Gentoo Forums
Gentoo Forums
Gentoo Forums
Quick Search: in
NVMe SSD has Become Very Slow
View unanswered posts
View posts from last 24 hours

 
Reply to topic    Gentoo Forums Forum Index Kernel & Hardware
View previous topic :: View next topic  
Author Message
jagdpanther
Guru
Guru


Joined: 22 Nov 2003
Posts: 514

PostPosted: Wed Feb 13, 2019 7:30 pm    Post subject: NVMe SSD has Become Very Slow Reply with quote

My 1TB NVMe M.2 SSD has become VERY slow over the last month or two and I would really like to restore the original performance. This is a request for debugging suggestions and advice.

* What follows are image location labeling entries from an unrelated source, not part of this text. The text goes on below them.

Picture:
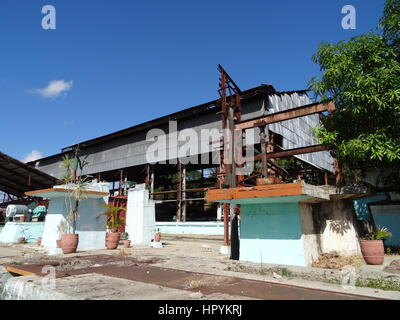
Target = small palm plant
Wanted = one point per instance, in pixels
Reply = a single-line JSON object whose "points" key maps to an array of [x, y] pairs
{"points": [[77, 185], [113, 223], [379, 234], [113, 219]]}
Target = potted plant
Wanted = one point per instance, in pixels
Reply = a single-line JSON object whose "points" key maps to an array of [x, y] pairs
{"points": [[75, 185], [125, 239], [372, 247], [157, 235], [113, 223]]}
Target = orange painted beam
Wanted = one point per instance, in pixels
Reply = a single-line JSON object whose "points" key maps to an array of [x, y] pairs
{"points": [[32, 193], [274, 190]]}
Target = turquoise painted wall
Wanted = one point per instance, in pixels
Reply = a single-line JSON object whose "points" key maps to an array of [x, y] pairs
{"points": [[361, 205], [201, 228], [271, 233]]}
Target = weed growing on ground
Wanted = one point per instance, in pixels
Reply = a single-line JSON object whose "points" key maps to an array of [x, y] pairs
{"points": [[194, 284], [380, 283], [285, 272]]}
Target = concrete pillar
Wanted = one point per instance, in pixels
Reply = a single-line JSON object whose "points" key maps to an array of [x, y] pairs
{"points": [[140, 216]]}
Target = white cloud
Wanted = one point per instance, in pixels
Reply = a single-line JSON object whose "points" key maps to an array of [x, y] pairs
{"points": [[32, 156], [54, 89]]}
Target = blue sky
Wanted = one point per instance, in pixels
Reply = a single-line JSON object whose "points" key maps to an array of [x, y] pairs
{"points": [[126, 62]]}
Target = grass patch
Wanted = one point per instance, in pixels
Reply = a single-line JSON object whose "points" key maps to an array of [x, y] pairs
{"points": [[381, 284]]}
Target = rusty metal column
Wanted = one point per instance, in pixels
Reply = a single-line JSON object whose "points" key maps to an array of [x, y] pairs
{"points": [[183, 193], [179, 194], [152, 169], [264, 137]]}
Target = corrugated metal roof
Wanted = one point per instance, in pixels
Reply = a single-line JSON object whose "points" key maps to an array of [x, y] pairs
{"points": [[17, 177]]}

Below I listed some some system information and benchmarks (sysbench random read/write tests.) (At the bottom, for comparison, I have the same benchmark run on a properly working Dell with Gentoo and a NVMe SSD.)

This Gentoo system was built last fall and is based on a SuperMicro C9X299-PG300 motherboard with three drives:
System drive: Samsung 970 PRO NVMe M.2
Home and Data: Crucial MX500 Sata2 SSD
Backup: Seagate BarraCuda Pro Sata2 HDD
Current Kernel: 4.20.7-gentoo

All partitions on both the NVMe M.2 SSD and Sata2 SSD are ext4 and have a
daily run of /sbin/fstrim and each drive was originally formatted with parted.
10GB was not formatted on each SSD.

There are no obvious errors that I see in /var/log/messages.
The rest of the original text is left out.